Carson sighed. “Thanks for confirming what I already knew.”
“Just needed to hear it from someone else?”
“Yeah.” Carson stared into his coffee cup. “Caro asked me this morning how I got through Mom dyin’. I felt like a total shit because I didn’t wanna tell her I don’t remember much of that time, just the shock that she was gone. And the anger when Dad turned into a raging asshole because she’d died. And I sure as fuck can’t tell her that I was mad at him because I didn’t think he missed her—he just missed havin’ a wife to cook for him and make his life easier.”
Cal bit his tongue against asking whether Carson had said that shit to their grieving father. His twin had the subtlety of a jackhammer and zero tact. Carson ruffled feathers and left it up to Cal to smooth them.
“Dad learned to manage without Mom. Eli has been managing without Clara for long enough that caring for her father shouldn’t fall on Caro’s shoulders.” Carson clenched his fist. “Goddammit, I won’t let it. She’s done more for her family than should be expected.”
“That’s what’s bugging you.
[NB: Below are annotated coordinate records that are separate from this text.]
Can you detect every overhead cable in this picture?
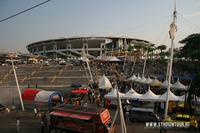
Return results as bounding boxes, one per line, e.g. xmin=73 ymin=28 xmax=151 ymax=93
xmin=0 ymin=0 xmax=50 ymax=22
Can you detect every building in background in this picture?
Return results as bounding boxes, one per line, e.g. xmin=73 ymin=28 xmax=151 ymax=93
xmin=27 ymin=37 xmax=150 ymax=59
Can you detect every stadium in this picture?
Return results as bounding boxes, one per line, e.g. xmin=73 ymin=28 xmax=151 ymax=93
xmin=27 ymin=37 xmax=150 ymax=58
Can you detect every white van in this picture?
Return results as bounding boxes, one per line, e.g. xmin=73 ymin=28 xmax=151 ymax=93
xmin=129 ymin=107 xmax=160 ymax=122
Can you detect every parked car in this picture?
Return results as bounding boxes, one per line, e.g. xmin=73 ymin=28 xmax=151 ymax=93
xmin=59 ymin=60 xmax=67 ymax=65
xmin=129 ymin=107 xmax=160 ymax=122
xmin=0 ymin=104 xmax=6 ymax=111
xmin=164 ymin=113 xmax=198 ymax=128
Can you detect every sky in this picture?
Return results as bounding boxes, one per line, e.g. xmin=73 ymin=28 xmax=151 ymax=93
xmin=0 ymin=0 xmax=200 ymax=52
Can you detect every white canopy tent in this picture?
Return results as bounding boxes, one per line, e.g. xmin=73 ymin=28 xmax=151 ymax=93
xmin=171 ymin=79 xmax=188 ymax=91
xmin=105 ymin=88 xmax=185 ymax=102
xmin=140 ymin=89 xmax=160 ymax=101
xmin=104 ymin=89 xmax=124 ymax=99
xmin=108 ymin=56 xmax=121 ymax=62
xmin=159 ymin=91 xmax=185 ymax=101
xmin=144 ymin=77 xmax=153 ymax=85
xmin=138 ymin=77 xmax=147 ymax=84
xmin=123 ymin=88 xmax=142 ymax=99
xmin=151 ymin=78 xmax=162 ymax=86
xmin=161 ymin=80 xmax=171 ymax=88
xmin=128 ymin=74 xmax=136 ymax=82
xmin=98 ymin=75 xmax=112 ymax=90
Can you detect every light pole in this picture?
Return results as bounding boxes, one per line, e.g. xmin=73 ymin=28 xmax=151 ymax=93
xmin=11 ymin=58 xmax=24 ymax=111
xmin=164 ymin=1 xmax=177 ymax=118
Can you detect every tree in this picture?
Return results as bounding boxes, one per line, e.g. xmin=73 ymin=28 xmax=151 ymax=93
xmin=179 ymin=33 xmax=200 ymax=60
xmin=156 ymin=45 xmax=167 ymax=53
xmin=156 ymin=45 xmax=167 ymax=59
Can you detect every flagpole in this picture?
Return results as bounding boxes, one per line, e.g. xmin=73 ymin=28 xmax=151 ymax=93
xmin=164 ymin=1 xmax=177 ymax=118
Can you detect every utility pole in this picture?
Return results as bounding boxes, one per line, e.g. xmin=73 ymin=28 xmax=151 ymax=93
xmin=164 ymin=0 xmax=177 ymax=118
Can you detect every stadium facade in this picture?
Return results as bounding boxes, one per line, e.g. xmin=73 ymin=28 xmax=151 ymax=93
xmin=27 ymin=37 xmax=150 ymax=58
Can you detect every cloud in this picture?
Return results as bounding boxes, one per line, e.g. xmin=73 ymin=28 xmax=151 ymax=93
xmin=185 ymin=11 xmax=200 ymax=18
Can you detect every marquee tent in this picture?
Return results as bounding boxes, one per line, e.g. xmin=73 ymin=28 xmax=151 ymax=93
xmin=172 ymin=79 xmax=188 ymax=91
xmin=98 ymin=75 xmax=112 ymax=90
xmin=139 ymin=89 xmax=160 ymax=101
xmin=151 ymin=79 xmax=162 ymax=86
xmin=161 ymin=80 xmax=172 ymax=88
xmin=159 ymin=91 xmax=185 ymax=101
xmin=22 ymin=89 xmax=40 ymax=102
xmin=104 ymin=89 xmax=124 ymax=99
xmin=144 ymin=77 xmax=153 ymax=85
xmin=123 ymin=88 xmax=142 ymax=99
xmin=108 ymin=56 xmax=121 ymax=62
xmin=128 ymin=74 xmax=136 ymax=81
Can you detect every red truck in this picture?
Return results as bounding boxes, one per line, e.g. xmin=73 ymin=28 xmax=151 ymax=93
xmin=48 ymin=105 xmax=116 ymax=133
You’re afraid you’ll get thrown over for Eli West.”
“The son of a bitch did it once, didn’t he? Made Caro promise to look after her mother, while she was fuckin’ dyin’ and then made her also promise not tell anyone about it—including me, which caused problems between us.”
“Whoa.” Cal looked at his brother. “Run that by me one more time?”
“All that shit that went down after me’n Caro married? When I thought she regretted marryin’ me ’cause she was at her folks’ house all the time? That was because Clara was dyin’. She and Eli didn’t want anyone to know. So my new bride was expected to keep the secret.”
“Jesus, Carse. They didn’t tell anyone?” Like Kimi? How mad would she be when she found out her sister and father had kept such a life-altering event from her?
“Harland knew since he and Eli are thick as thieves. Then after Clara went into the nursing home last month—”
“Did Carolyn keep that from her sister and brothers too?”
“About Clara bein’ in a home? I’m not sure.”
“Bullshit.”
Carson’s gaze turned shrewd. “Why’re you getting pissed off?”
“Because Kimi and her brothers had a right to know about Clara’s failing health. They would’ve had a chance to say goodbye.”
“So what’s worse, Cal? Carolyn tellin’ her siblings their mother is damn near dead and none of them bothering to show up? Or Carolyn not tellin’ them at all?”
“I don’t fuckin’ know, all right? I just understand how I’d feel if you made that big of a life or death decision without tellin’ me nothin’.”
Carson stood. “I get that. It’s a fucked-up mess that’s liable to get worse in the next few days. Hate to say it, but I won’t be around much.”
“I’ll tell Dad what’s goin’ on.”
“Thanks.”
At the door, Cal said, “When you see Kimi, tell her if she needs anything I’m a phone call away.”
That caught Carson’s notice, as he’d known it would. “Something goin’ on between you and Kimi I oughta know about?”
“We’re friends. We spent some time together after your wedding.” He wasn’t about to try and explain the immediate pull between him and the blonde spitfire either, when he didn’t understand it himself.
“You keep in touch with her the past year?”
Cal shook his head. He thought he’d see Kimi over Christmas break like they’d talked about last summer, but he knew from Carolyn that Kimi hadn’t come home.
“I’ll pass it along to her.”
“Take care. You need anything else, holler.”
“Will do.”
***
Kimi stared at her mother’s coffin as the priest droned on.
She sat at the far end of the pew in the second row between her brother Thomas and her Aunt Hulda. Her married siblings were in the front pew. Harland had parked himself right next to Dad.
She’d barely spoken to any of her siblings since she’d returned to Gillette three days ago. They’d had to postpone the funeral two additional days to allow time for Stuart and Thomas to travel back home.
Within an hour of arriving in Gillette, she’d been knee deep in boxes as she packed the few remaining items from her childhood. Her aunt agreed to store them indefinitely. Kimi hadn’t offered to help sort her mother’s things; she’d left that to Carolyn and her aunt. Most everything except for a few pieces of jewelry would be donated to the Catholic mission anyway. So as the two of them pawed through the few things that marked her mother’s existence, Kimi had hid in the tall grass behind the shed and smoked. She’d rather get eaten alive by mosquitos and pick ticks off her skin than be in the same room with them, consumed by anger that the two people she loved more than anything in the world had betrayed her.